Overview

ChoiceMaker software finds duplicate records in a database.  The figure below depicts how ChoiceMaker software works, by showing three examples of how ChoiceMaker might compare two records. 

In Example 1, the information in the records is closely similar, although not identical. The degree of similarty is high enough that ChoiceMaker software assigns the records a match probability of 93 percent, and on that basis, some customer application merges the records to eliminate the duplication.

In Example 2, there is little similarity between the records, so ChoiceMaker assigns a low match probability of just 12 percent, and the records are kept as distinct entries in the database.

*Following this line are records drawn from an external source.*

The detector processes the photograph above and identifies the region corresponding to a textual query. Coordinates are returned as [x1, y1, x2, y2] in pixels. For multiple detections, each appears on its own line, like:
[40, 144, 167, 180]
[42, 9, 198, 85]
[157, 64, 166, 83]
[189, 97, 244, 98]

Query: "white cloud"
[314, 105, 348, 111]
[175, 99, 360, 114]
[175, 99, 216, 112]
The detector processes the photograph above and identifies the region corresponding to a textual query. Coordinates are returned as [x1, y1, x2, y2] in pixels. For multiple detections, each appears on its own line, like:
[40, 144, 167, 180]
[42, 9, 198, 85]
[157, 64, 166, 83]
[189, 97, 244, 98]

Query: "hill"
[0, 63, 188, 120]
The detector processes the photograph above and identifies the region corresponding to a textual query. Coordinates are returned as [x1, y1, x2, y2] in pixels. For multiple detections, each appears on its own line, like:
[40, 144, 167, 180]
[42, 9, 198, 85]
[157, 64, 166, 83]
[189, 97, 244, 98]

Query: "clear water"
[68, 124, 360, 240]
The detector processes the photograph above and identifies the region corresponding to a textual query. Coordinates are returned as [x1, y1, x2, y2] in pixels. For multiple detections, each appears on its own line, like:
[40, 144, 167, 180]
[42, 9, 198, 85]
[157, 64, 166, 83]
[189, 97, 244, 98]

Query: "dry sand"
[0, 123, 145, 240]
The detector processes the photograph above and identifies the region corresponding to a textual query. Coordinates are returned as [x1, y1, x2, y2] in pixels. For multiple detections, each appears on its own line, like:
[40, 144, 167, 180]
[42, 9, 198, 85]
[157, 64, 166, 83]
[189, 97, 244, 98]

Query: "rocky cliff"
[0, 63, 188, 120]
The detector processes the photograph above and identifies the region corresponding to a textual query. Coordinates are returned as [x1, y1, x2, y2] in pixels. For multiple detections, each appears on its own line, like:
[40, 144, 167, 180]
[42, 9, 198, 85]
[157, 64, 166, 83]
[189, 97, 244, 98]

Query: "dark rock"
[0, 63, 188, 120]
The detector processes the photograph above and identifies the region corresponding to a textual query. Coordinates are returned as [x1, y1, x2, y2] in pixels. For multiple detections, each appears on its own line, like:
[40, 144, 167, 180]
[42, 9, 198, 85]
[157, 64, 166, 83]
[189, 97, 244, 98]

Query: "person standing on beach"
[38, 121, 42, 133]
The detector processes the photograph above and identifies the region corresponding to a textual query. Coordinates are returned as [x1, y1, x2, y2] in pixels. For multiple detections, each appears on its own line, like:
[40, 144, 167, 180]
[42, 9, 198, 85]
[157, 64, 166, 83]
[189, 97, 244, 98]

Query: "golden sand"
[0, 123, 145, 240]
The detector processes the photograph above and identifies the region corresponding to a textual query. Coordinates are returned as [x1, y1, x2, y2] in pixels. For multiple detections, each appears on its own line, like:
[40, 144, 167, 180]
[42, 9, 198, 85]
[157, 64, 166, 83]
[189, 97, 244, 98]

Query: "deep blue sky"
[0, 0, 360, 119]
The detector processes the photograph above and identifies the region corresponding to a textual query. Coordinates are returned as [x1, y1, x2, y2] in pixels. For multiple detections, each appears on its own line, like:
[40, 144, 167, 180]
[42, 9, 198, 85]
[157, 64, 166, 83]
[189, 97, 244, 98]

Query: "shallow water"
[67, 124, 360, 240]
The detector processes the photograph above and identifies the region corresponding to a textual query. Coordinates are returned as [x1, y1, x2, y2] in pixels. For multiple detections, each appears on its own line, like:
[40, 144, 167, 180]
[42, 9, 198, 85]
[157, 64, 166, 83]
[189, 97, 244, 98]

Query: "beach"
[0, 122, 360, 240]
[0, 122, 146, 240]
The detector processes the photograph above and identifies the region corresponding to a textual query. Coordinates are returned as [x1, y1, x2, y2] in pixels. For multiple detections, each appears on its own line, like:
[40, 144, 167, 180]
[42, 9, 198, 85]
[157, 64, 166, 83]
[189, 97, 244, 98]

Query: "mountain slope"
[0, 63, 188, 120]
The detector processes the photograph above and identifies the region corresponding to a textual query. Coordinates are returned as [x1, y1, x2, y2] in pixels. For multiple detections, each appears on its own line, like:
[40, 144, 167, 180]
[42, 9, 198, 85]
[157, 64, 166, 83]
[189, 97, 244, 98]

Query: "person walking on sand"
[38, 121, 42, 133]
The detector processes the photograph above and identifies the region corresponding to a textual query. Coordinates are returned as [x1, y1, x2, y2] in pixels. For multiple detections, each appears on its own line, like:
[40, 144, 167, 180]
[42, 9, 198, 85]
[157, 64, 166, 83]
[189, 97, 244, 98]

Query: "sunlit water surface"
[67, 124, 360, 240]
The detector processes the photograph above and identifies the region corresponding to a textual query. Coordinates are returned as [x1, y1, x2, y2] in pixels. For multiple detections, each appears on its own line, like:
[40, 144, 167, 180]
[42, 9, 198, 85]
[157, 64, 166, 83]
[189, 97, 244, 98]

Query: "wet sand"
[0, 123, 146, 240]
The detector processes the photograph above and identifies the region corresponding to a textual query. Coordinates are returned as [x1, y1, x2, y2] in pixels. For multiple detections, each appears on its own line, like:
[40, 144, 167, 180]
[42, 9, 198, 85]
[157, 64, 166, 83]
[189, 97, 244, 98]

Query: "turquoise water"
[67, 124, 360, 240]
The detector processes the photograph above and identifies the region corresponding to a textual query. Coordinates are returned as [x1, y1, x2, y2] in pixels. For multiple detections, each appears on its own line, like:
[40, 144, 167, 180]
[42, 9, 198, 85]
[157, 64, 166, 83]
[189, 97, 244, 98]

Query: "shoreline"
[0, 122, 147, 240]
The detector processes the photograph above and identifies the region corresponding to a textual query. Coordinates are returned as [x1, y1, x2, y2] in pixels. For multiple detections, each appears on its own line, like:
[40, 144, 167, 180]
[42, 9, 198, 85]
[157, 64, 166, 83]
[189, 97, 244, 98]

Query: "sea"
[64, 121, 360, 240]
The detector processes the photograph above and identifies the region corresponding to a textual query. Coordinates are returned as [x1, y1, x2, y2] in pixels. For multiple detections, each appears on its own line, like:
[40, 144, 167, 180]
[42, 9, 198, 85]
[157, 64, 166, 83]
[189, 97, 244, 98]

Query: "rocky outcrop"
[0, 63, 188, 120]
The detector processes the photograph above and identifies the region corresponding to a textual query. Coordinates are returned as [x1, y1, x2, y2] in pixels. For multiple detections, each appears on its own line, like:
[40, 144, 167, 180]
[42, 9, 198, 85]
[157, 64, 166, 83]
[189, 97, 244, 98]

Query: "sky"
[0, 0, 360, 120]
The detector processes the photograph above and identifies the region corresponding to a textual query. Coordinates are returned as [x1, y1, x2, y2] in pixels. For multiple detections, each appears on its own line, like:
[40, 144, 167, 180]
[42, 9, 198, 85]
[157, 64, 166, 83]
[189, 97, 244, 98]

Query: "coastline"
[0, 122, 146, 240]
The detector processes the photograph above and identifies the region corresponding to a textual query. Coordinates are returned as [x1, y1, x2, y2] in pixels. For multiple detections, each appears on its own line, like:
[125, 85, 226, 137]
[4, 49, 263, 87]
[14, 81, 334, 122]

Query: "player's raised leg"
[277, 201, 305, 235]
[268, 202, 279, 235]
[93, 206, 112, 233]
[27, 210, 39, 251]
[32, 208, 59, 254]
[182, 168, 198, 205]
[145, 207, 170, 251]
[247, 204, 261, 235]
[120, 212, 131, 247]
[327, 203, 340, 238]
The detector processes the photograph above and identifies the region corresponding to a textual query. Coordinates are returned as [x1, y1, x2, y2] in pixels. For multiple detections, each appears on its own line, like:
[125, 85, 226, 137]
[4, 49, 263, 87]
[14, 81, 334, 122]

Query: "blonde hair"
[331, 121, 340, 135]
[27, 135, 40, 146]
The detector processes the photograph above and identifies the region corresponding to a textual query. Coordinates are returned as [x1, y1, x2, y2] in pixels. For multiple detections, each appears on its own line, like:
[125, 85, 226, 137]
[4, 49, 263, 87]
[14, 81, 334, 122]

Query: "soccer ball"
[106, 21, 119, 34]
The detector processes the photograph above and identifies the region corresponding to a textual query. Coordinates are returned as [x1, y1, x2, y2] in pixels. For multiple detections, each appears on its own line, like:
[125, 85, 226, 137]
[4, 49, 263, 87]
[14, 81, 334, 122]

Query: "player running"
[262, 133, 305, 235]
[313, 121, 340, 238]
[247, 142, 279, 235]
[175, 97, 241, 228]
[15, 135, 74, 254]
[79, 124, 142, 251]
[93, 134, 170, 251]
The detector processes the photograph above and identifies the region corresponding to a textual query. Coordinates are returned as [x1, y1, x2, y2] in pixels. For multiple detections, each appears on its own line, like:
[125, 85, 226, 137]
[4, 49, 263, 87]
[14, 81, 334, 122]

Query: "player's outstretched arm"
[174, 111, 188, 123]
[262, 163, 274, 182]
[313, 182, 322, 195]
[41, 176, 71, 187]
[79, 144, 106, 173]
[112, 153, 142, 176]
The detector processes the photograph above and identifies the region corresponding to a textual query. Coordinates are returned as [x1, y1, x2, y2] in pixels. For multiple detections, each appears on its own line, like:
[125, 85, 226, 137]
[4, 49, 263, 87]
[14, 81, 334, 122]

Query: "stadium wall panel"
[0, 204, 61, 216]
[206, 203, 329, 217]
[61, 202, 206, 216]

Finally, in Example 3, it is not clear whether the records represent the same person, particularly if there's a chance that some of the data might be erroneous or out-of-date.  ChoiceMaker assigns an intermediate match probability to these pairs, so that the customer application can hold them aside for further human review.
ChoiceMaker Record Matching Process

Why

Consider a registry of children that is maintained by a state or local government.  Such a registry might be an immunization database that tracks inoculations or a student database that tracks academic records across school districts.

In the case of an immunization registry, it is important to avoid duplicate records for children so that each child receives a complete set of inoculations.  In the case of a state-wide student registry, it is important to avoid duplicates so that the state can comply with the mandates of the federal No Child Left Behind Act.

How

It can be difficult to find duplicates in a database.  Again, consider the case of children.  Social security numbers for children, particularly for young children, tend to be unreliable.  Other important information about a child -- such as the child's first, middle or last name, or the child's home address or phone number -- can change over time.  Even information that shouldn't change -- such the child's birth date -- may be missing or unreliable.  In fact, any data entered for a child may contain errors, non-standard spellings or placeholder values.

Even when errors and incomplete or ambiguous data are present, human beings usually have a reliable intuition for whether two database records match each other.  That's because human beings can consider information in context, and factor out unimportant differences or similarities between records.  In the case of personnel records, humans recognize that "Jim" and "James" are nicknames; that "Keanu Reeves" and "Reaves, Keenu" might be the same person with first and last name swapped and slightly misspelled; and that two persons named "Maria Garcia" with a common birthdate of "1/1/2001" might not be a particularly strong match to each other, because the names are not uncommon and the birthdates look like approximations.

ChoiceMaker software works by mimicking human intuition.  It does this in a straightforward way.  The software compares two records at a time.  For each field in the pair of records, the software applies simple true or false tests, called clues, to check whether the field values point toward a match.  For example, in the case of first names, the following tests might be applied:

Match clues:
  • Do the values of the two records match each other exactly?
  • Do the values match each other phonetically?
  • Do the values match each other if a few letters are transposed?
  • Are the values nicknames for each other?
Differ clues:
  • Are the values completely different?
Hold clues (insufficient information)
  • Is one (or both) of the values missing, invalid or a placeholder?
A collection of such clues are applied together as part of a single model for whether records match.  In a realistic, high-accuracy model, there might be hundreds of such clues for dozens of field values.

After all the clues are evaluated for a pair of records, ChoiceMaker combines the results into an overall probability score.  It does this by assigning each clue a numerical weight that indicates its relative significance in the probability calculation.

Machine learning

The magic of ChoiceMaker software is in the weights that it assigns to clues.  ChoiceMaker uses a patented method to compute clue weights so that ChoiceMaker probabilities mimic human intuition.  Data experts are asked to review a set of record pairs, and for each pair, they are asked to mark down one of three decisions:
  • Do the pairs match each other (a match decision)?
  • Are different from each other (a differ decision)?
  • Is there not enough information to decide (a hold decision)?
Using a machine-learning algorithm such as maximum entropy, ChoiceMaker software determines the clue weights that best reproduce the experts' decisions.  This process is called training a model.  When a trained model is subsequently applied to completely different pairs, one finds that ChoiceMaker probabilities closely predict how a data expert would mark the new pairs.

Generality

Registries for children are not unique in the difficulties they face with duplicate records.  Similar issues can arise anywhere that database records need to be correlated with real world people, businesses, places and things.  ChoiceMaker software can help with almost any collection of structured data.  If human beings can tell the difference between duplicates, ChoiceMaker software can be trained to mimic their decisions.